Tuesday Workout

stayceX
on 7/12/05 2:03 am - Baltimore, MD
10 min bike 12 mins of sprint intervals (3 min sprint, 1 min walk, 3min sprint, 1 min walk, 3 min sprint, 1 min walk - Sprint was 6.8 mph, walk is 3.0 mph on the treadmill). 30 min lifting similar routine as Sundays ---------------------------------------------- Standing row in squat on free motion machine supersetted with regular Squats on squat machine 15X3 Ball Crunch into chest press on free motion machine 15X 3 Cable Cross Machine Lumberjack supersetted w/ medicine ball hard as I can throw to ground, catch and drop into squat back to stand and then lift over head for shoulder press 15X 3 10 minutes cool down cardio on arc trainer Really high intensity workout today...too high.

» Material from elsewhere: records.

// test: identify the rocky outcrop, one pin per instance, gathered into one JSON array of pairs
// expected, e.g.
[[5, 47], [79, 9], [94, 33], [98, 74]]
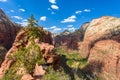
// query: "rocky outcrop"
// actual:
[[70, 40], [38, 51], [100, 29], [3, 52], [8, 30], [107, 53]]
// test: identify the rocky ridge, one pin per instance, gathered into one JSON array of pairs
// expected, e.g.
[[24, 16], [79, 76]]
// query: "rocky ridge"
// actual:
[[99, 42]]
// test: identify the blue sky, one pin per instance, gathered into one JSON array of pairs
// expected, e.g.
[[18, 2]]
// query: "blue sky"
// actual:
[[59, 15]]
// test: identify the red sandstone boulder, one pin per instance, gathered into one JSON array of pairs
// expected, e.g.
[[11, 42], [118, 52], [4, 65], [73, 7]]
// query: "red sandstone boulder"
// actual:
[[104, 59], [99, 29]]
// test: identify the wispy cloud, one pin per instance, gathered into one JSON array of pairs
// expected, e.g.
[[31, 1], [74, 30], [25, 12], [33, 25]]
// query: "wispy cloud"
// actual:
[[17, 17], [52, 1], [12, 11], [54, 7], [69, 19], [70, 26], [87, 10], [43, 18], [3, 0], [78, 12], [55, 29], [22, 10]]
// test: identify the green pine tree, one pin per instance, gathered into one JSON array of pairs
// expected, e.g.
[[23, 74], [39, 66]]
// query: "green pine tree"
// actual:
[[32, 22]]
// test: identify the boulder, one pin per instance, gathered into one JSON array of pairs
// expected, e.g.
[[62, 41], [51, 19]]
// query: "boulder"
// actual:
[[104, 59]]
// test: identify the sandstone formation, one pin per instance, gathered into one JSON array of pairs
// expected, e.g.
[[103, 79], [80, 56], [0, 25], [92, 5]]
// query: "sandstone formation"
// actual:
[[100, 29], [32, 46], [70, 40], [99, 42], [104, 59], [3, 52], [8, 30]]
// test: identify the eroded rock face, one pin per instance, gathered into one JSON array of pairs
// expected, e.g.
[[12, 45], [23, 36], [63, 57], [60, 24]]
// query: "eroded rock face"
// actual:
[[3, 52], [22, 40], [70, 40], [100, 29], [105, 54], [8, 30]]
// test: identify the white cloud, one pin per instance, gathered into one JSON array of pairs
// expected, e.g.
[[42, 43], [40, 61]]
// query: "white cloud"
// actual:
[[52, 1], [54, 29], [22, 10], [71, 29], [46, 28], [70, 26], [54, 7], [52, 12], [78, 12], [12, 11], [43, 18], [87, 10], [17, 17], [3, 0], [69, 19], [23, 22]]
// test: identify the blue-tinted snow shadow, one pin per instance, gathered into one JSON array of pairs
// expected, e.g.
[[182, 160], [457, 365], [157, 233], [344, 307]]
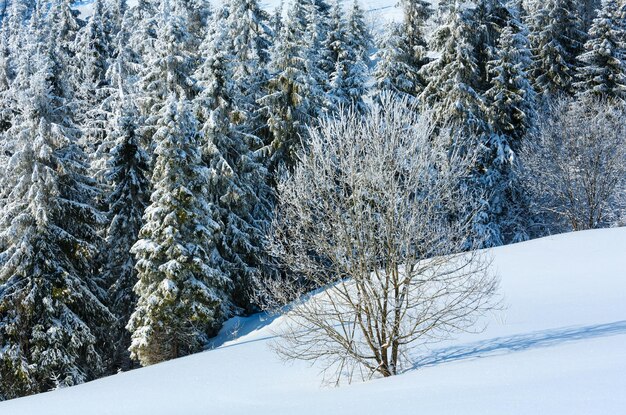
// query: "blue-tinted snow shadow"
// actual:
[[516, 343], [241, 326]]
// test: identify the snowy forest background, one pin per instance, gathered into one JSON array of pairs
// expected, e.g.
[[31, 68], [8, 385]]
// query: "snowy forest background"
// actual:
[[140, 150]]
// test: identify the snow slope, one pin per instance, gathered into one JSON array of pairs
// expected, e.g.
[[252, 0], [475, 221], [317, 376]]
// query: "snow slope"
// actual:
[[558, 348]]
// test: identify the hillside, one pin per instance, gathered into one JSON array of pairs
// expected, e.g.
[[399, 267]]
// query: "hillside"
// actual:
[[558, 347]]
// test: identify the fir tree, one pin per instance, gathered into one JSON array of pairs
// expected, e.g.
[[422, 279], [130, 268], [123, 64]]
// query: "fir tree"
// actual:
[[455, 78], [603, 70], [250, 38], [556, 39], [236, 178], [92, 58], [287, 103], [52, 319], [511, 114], [395, 69], [127, 176], [181, 300], [403, 52]]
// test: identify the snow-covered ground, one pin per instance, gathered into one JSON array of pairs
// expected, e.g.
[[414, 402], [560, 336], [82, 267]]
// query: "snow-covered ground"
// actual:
[[559, 347]]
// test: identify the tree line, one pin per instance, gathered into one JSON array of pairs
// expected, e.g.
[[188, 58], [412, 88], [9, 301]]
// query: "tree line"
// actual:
[[141, 149]]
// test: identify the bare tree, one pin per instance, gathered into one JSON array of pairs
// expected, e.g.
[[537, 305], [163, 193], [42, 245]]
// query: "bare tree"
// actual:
[[375, 214], [574, 167]]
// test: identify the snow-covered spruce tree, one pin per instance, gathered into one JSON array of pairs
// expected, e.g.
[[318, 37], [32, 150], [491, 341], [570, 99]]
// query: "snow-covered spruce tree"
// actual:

I hit 178 Heart Rate which is probably my max or very close and got sick to my tummy and had a bright pink face for about 20 minutes after. The high heart rate carried through during the lifting too. It didn't get lower than 150. I really needed that cool down cardio. I think it was starting off with the sprint intervals that killed me. I need to do a 1:1 ratio with the sprint walks. The 1 min walk didn't let me recover enough back to a lower heart rate. Maybe try 3 min sprint, 3 min walk and see how that goes next time. Anyone else doing sprints or interval heart rate training for cardio? Just curious what other people are doing.
mikee
on 7/12/05 2:27 pm - Zinfandel, CA
Kicking butt Stayce, I do intervals on the Norditrack, but only 4-6 times a month, kicks my ass. I do sprint here and there every time I do the Norditrack, but just to keep the heart rate up if it starts dropping ( a problem I never used to have, but now if I am not really working, my heart rate begins to drop, does that mean I am getting fit?)
stayceX
on 7/13/05 12:11 am - Baltimore, MD
Man.. I have not been on a nordictrack in ages. That was a good workout. I am hoping to do some real skiing this winter. All my life I've never done any downhill skiing and have always wanted to try. The last few years I let my weight get in the way. Now I will have no excuses! Ha.. that is a great problem to have. Even when I lift I try not to let it go lower than 120 during and between sets but sometimes that's hard. I think doing the compound movements and doing more standing then sitting and laying whenever possible also helps to keep it up. Squats always gets it up really high.. like 165. For example, if I do my rows on the cable cross and hold in a squat position instead of sitting and using the traditional row machines (hammer strength or cybex) that seems to help too.